Ricordando che l’importante fine di una sana politica è il servire il bene comune, gli scritti del Santo sono una ricca fonte a cui attingere affinché sia garantita la buona e la giusta governabilità.

L’aquinate ha indicato che la preoccupazione del governante è di consentire al popolo “di condurre una buona esistenza”, prefissandosi tre obiettivi fondamentali:

  • che nella società si instauri una vita buona,
  • che tale vita sia conservata e, infine,
  • che conservandola sia proficua per ulteriori miglioramenti.

Di conseguenza, prosegue san Tommaso, “sono tre i fattori che si postulano per instaurare una buona esistenza sociale: in primo luogo, che si costituisca una comunità unita nella pace. In secondo luogo, che la società, stretta nel vincolo della pace, sia condotta ad agire bene. In terzo luogo, occorre che grazie alla sollecitudine del sovrano, la comunità disponga  in quantità sufficiente del necessario per vivere”.

Ma l’Aquinate ha scritto anche parole indimenticabile sull’amore alla Patria quale virtù che arricchisce la comunità. “Colui che ama il popolo – leggiamo nella Summa Teologica – merita di esercitare il potere su di esso in modo che lo accompagni un premio corrispondente alla qualità del merito; verrà così ad adempiersi in costoro quanto sta scritto: ‘le loro opere li seguono’ (Ap. 14,13), a anche che ‘il Signore diede a ciascuno secondo la sua capacità’ (Mt. 25, 15)”.

Potremmo dire che le decisioni prese da chi governa rivelano l’amore o meno per il proprio popolo, così le stesse decisioni ne canteranno o meno le lodi e i meriti, legittimandone il potere.

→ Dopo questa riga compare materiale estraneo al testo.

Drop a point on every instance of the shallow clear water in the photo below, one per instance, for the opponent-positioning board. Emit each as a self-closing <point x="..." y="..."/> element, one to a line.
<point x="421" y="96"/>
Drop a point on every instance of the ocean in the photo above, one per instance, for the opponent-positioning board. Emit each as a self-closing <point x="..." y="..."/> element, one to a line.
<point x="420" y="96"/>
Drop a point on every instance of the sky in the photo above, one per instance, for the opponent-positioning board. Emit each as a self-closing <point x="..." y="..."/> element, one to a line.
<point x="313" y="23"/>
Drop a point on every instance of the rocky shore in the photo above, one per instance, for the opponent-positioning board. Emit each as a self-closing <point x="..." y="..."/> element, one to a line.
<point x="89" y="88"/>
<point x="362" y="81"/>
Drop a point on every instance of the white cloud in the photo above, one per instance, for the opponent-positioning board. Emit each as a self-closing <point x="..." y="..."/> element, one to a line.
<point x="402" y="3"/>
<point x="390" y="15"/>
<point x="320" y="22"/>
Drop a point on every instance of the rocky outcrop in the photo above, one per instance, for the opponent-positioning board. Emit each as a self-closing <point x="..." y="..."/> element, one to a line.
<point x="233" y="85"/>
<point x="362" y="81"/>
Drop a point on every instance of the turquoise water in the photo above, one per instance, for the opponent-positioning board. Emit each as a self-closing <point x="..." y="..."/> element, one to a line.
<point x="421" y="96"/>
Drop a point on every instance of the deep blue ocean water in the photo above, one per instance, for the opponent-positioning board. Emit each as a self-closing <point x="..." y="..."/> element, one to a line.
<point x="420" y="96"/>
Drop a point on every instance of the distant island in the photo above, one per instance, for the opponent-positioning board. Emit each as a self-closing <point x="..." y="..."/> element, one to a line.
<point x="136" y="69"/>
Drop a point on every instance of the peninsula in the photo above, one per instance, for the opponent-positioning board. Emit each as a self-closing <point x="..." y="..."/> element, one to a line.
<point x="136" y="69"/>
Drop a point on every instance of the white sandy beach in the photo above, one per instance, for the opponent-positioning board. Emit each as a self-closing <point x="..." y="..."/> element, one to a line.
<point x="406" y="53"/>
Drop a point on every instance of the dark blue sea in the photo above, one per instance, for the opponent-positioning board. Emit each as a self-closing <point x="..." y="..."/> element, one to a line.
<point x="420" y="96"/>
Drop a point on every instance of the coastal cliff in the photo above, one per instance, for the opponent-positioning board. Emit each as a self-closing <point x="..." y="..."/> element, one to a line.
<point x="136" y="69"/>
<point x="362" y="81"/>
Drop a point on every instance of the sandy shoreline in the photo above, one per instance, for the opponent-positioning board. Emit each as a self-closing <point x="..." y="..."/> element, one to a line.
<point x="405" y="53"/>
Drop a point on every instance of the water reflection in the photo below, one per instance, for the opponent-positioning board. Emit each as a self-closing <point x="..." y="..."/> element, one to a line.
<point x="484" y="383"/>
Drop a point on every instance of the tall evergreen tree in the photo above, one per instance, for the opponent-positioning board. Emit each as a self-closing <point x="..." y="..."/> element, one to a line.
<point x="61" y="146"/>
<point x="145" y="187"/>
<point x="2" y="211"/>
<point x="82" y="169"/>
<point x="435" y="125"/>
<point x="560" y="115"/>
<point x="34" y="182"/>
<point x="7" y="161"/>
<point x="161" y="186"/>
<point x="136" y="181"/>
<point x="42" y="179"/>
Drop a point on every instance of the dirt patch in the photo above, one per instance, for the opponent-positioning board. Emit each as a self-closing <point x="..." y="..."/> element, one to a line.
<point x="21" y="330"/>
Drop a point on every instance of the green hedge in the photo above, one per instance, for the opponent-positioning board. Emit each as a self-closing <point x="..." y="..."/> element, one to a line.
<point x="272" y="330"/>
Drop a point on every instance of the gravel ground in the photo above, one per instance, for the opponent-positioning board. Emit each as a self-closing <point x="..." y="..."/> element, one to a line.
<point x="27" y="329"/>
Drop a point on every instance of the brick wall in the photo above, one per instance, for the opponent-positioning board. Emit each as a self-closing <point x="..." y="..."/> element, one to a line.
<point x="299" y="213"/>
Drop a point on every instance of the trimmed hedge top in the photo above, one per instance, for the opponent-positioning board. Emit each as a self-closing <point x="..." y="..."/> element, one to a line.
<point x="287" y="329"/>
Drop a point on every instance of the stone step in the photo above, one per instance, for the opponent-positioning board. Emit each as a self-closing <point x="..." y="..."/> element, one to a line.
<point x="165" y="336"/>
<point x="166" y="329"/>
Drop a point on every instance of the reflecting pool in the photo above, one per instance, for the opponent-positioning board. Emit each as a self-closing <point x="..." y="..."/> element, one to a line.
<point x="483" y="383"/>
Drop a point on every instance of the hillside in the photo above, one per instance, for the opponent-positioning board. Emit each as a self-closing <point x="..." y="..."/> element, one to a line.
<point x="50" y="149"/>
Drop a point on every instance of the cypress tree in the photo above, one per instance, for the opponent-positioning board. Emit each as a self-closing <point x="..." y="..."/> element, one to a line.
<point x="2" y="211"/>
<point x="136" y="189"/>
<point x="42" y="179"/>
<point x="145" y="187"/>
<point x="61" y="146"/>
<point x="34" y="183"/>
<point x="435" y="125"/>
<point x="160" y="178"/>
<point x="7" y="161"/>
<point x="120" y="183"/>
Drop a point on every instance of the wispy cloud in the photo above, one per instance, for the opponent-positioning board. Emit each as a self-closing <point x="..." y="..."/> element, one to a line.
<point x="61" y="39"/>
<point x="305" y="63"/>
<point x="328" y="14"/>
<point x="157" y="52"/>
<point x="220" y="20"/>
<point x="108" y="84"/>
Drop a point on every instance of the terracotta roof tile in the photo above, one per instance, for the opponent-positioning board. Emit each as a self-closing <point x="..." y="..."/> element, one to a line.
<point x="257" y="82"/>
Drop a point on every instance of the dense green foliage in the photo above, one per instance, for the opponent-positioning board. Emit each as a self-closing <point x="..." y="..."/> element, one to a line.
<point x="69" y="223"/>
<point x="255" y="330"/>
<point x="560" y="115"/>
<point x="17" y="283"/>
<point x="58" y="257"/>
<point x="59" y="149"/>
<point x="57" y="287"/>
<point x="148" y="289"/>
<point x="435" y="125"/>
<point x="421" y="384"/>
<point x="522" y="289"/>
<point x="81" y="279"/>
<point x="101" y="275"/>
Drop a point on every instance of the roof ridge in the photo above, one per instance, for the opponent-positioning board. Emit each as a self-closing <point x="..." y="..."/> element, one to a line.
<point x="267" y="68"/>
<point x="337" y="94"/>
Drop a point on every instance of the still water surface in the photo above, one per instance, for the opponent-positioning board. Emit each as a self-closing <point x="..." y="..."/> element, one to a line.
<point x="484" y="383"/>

L’abilità nel governare secondo giustizia è garantita solo se basata sulla legge di Dio. Il Papa emerito Benedetto XVI, ha scritto che “i diritti e i doveri, infatti, non hanno come unico ed esclusivo fondamento la coscienza sociale dei popoli, ma dipendono primariamente dalla legge morale naturale, inscritta da Dio nella coscienza di ogni persona, e quindi in ultima istanza dalla verità sull’uomo e sulla società” (Discorso ai partecipanti alla Plenaria del Pontificio Consiglio della Giustizia e della Pace, 3/12/2012).

Nell’enciclica Pacem in Terris Giovanni XXIII ha ricordato che le leggi “vanno cercate là Dio le ha scritte, cioè nella natura umana. Sono quelle, infatti, le leggi che indicano chiaramente come gli uomini devono regolare i loro vicendevoli rapporti nella convivenza” necessarie per regolare i rapporti fra “le stesse comunità politiche; e quelli fra le singole persone e le comunità politiche da una parte, e dall’altra la comunità mondiale, la cui creazione oggi è urgentemente reclamata dalle esigenze del bene comune universale”.

Le azioni e il pensiero umano senza la Luce del Padre Celeste, che vuole il nostro vero bene, sono sempre soggette al fallimento, all’insuccesso e, inevitabilmente, destinate alla violenza e alla distruzione.